Mutnedjemet's titles include: Hereditary Princess, Great King’s Wife, Great of Praises, Lady of Grace, Sweet of Love, Mistress of Upper and Lower Egypt, Songstress of Hathor, and Songstress of Amun
Mutnedjmet as Nefertiti's Sister
Some Egyptologists have speculated that Mutnedjemet is identical to Nefertiti's sister Mutbenret. This identification was partially based on the fact that Mutbenret's name used to be read as Mutnedjmet. Other Egyptologist such as Geoffrey Martin note that there is no definite evidence to prove this assertion. Martin writes that:
Monuments and Inscriptions
Mutnedjmet is known from several objects and inscriptions:
A double statue of Horemheb and Mutnedjmet was found in Karnak, but is now in the Museo Egizio in Turin. On Mutnedjmet's side of the throne she is depicted as a winged sphinx who adores her own cartouche. As a sphinx she is depicted wearing a flat topped crown topped with plant elements associated with the goddess Tefnut. The back of the statue records Horemheb's rise to power.

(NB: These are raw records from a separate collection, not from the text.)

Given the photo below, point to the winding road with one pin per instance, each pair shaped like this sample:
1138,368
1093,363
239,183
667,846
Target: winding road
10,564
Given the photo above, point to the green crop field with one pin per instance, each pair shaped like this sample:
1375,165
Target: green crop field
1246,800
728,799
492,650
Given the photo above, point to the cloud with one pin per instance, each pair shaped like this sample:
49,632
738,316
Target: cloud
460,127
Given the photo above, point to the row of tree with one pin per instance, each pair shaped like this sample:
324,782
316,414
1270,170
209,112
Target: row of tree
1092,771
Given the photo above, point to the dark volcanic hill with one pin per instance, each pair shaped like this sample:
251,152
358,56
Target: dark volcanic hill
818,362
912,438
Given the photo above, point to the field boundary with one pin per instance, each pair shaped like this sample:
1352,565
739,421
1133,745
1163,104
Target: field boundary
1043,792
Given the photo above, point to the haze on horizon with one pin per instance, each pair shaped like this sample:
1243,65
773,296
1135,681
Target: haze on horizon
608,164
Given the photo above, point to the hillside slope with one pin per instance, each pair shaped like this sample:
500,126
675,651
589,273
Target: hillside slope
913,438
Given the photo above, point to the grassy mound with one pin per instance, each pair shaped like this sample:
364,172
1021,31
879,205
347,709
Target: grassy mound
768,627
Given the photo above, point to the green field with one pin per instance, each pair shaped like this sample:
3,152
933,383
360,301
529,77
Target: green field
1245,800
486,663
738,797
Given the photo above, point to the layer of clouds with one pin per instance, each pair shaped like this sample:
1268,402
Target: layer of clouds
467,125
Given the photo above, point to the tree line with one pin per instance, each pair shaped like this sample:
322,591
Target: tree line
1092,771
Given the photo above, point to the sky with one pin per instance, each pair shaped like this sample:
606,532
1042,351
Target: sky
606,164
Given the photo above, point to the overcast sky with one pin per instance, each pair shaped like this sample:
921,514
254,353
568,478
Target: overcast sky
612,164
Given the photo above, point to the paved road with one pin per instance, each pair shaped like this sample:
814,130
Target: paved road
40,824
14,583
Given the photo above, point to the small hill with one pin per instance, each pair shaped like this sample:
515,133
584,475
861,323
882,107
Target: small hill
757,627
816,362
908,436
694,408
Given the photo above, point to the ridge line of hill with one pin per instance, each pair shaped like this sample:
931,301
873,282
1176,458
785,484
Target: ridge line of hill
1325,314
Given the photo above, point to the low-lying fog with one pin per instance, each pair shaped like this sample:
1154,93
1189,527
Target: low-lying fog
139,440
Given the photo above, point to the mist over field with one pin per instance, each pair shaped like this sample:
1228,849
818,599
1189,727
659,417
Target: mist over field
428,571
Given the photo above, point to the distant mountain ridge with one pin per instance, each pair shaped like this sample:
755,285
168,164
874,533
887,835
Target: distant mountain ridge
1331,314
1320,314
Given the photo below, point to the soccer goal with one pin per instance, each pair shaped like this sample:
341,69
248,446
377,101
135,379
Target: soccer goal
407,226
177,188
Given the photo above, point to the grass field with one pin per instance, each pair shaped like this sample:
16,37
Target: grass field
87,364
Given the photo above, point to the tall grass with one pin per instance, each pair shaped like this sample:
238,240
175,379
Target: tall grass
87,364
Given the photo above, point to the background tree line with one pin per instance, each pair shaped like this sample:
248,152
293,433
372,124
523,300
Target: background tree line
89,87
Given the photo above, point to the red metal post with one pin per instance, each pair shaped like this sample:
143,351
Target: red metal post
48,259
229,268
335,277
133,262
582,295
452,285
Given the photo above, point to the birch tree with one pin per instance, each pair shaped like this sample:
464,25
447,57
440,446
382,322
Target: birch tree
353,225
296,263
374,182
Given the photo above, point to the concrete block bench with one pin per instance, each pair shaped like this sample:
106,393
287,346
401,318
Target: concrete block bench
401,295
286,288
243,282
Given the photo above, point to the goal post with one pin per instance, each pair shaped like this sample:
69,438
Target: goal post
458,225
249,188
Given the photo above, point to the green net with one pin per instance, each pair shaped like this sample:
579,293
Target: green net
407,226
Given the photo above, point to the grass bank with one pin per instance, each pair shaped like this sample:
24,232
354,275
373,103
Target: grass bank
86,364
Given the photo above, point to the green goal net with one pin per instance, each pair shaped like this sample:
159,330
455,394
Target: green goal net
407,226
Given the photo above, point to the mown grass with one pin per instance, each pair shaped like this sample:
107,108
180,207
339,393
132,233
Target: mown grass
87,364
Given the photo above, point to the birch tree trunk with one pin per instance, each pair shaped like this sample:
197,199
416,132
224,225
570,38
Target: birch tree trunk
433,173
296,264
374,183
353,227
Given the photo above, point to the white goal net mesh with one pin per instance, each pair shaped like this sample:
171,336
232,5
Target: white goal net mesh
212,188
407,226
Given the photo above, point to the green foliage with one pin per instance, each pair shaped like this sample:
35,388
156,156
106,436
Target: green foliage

Horemheb and Mutnodjemet are depicted in the tomb of Roy in Dra Abu el-Naga. The royal couple are shown in an offering scene.
One of the colossal statues in Karnak was made for Horemheb and depicted Mutnedjmet. The statue was later usurped and reinscribed for Ramesses II and Nefertari.
Statues and other items including alabaster fragments naming Mutnodjemet were found in Horemheb's Saqqara tomb. Some items bear funerary texts.
Death and burial
Mutnedjmet died soon after Year 13 of her husband's rule in her mid-40s based on a wine-jar docket found in a burial chamber of Horemheb tomb at Saqqara, in Memphis and a statue and other items of hers found here. The mummy was found in King Horemheb's unused Memphite tomb along with the mummy of a still-born, premature infant. She appears to have been buried in the Memphite tomb of Horemheb, alongside his first wife Amenia. Mutnedjmet's mummy shows she had given birth several times, but the last King of the 18th Dynasty did not have a living heir at the time of his demise. It has been suggested that she had a daughter who was simply not mentioned on any monuments. The presence of the infant along with Mutnedjmet in the tomb suggests that this queen died in childbirth. A canopic jar of the Queen is now located in the British Museum. It is possible that the tomb in the Valley of the Queens was originally built for her. The tomb is known as the tomb of an otherwise unknown Tanedjmet, but both cartouches with her name are damaged and the similar hieroglyphs for ta and mut allow for this interpretation.
In Michelle Moran's novel, Nefertiti: A Novel, Mutnedjmet is the principal character as the younger sister of Queen Nefertiti. She is also referenced in Moran's second novel, The Heretic Queen, as the mother of the principal character, Princess and later Queen Nefertari.